通过阅读大量的文献资料,了解了目前国内外学者在地下突水方面的研究的现状,发现学者在突水数值模拟方面所做的研究相对来说少一些,其中以东北大学和中国矿业大学为主,且采用有限元方法结合FLAC软件进行模拟,解决方法较为单一。所以本文选择在诸多领域已经有很好研究成果的格子Boltzmann来对地下突水情况进行研究。
首先研究了一个二维巷道的突水过程。通过介绍D2Q9模型来向大家介绍格子Boltzmann的方法原理。为了提高模拟的可靠性和精度,我们选择了Guo等人提出的针对类似于水一样的不可压缩流体的G2Q9模型。在进行边界处理的时候,根据不同的边界情况,我们选择了不同的解决方法。对于平直边界来说,我们选用了修正的反弹格式进行处理,对于那些不规则的边界来说,我们选用BFL进行曲面边界的处理。同时由于巷道结构的复杂,为了降低运算量,提高运算的效率,我们使用分块耦合的方法对巷道进行了相应的处理。最后通过一个实例模拟来验证我们的理论。
其次针对突水抢救的两种方式进行了数值模拟,提出堵式模拟和疏式模拟模型。对于堵式模拟,我们建立了相应的突水阻滞模型,使用BFL进行边界的处理。通过模拟挡水墙的完成情况,我们得到了不同时刻的巷道内的压力、速度、流向等结果,分析这些结果,我们可以比较清楚的看到这种方法对于巷道内压力,速度,水流方向的改变都有一定的作用,符合我们的预期情况。对于疏式模拟,我们建立了相应的抽放模型,并使用作用力的方式来模拟抽水机的原理,最后通过对比有压力和无压力下的两种状况,得到的各种压力图,速度图,流线图等结果满足了我们的期望值。
最后为了直观清楚的了解LBM方法在巷道突水方面的模拟作用,我们在前两章的基础上,我们选用D3Q15模型来对三维巷道的突水情况进行模拟。最后也通过一个实例模拟来验证了我们的理论。
如何简化处理复杂的巷道问题,如何选用合适的Boltzmann模型,如何进行网格边界的处理,如何提高程序的运行效率,如何得到满意的仿真结果,这些都是本文的研究重点。本文的研究对于矿山开发,综合治理,以及相关技术的研究提供了方法参考和研究依据。
?Tunnel water-inrush in tunnel is a phenomenon that means groundwater in the bottom aquifer breaks mine seam or relatively impermeable layer between aquifers along faults, joints and other structural plane inrush mine suddenly, under the combined effects of factors such as the water pressure and rock pressure, when the mine was exploited Tunnel water-inrush is a induced geological disasters which related with engineering and mining activities. It is engineering geological problems. Large inrush of water is not only flooded mine tunnel , but also can cause collapse and rock unstable, or even result in disastrous results like personal injury and construction scrapped. So it has important guiding significance in improve mine safety and guarantee officers and properties for us selecting scientific method to study the water-inrush changes and movement law in tunnel.

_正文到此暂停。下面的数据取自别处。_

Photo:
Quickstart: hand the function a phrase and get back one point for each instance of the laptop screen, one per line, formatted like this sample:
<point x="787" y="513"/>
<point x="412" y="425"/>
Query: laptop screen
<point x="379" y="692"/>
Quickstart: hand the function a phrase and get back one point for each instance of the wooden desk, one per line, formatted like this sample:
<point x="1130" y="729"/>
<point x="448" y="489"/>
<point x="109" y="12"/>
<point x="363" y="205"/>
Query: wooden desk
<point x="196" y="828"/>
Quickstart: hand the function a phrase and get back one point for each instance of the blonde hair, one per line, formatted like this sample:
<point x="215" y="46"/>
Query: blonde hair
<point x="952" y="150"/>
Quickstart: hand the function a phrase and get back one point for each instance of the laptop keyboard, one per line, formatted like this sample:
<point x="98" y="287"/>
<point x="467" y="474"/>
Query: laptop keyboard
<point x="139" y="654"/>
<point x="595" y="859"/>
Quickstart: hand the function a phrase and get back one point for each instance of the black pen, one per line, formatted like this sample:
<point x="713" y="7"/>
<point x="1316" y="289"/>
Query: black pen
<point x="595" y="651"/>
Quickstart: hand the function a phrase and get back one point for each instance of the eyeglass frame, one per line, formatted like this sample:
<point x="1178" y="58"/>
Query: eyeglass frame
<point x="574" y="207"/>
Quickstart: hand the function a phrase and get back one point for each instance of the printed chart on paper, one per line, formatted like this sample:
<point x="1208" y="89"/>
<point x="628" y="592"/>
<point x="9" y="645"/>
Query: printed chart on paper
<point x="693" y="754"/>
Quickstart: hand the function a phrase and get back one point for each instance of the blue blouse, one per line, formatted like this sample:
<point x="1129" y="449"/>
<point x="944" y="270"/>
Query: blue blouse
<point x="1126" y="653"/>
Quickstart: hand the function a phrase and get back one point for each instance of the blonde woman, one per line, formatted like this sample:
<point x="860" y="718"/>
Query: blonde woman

I understand the research status in water-inrush from domestic and foreign scholars after reading large amount of literatures. And find that there is a relatively small number scholar to study water-inrush simulation, in which Northeastern University and China University of Mining and Technology are stay on top. They simulate the water-inrush combined the finite element method and FLAC software, the solution is relatively homogeneous. So the paper adapts Lattice Boltzmann Method to simulate tunnel water-inrush, which has a lot of great research result in many fields.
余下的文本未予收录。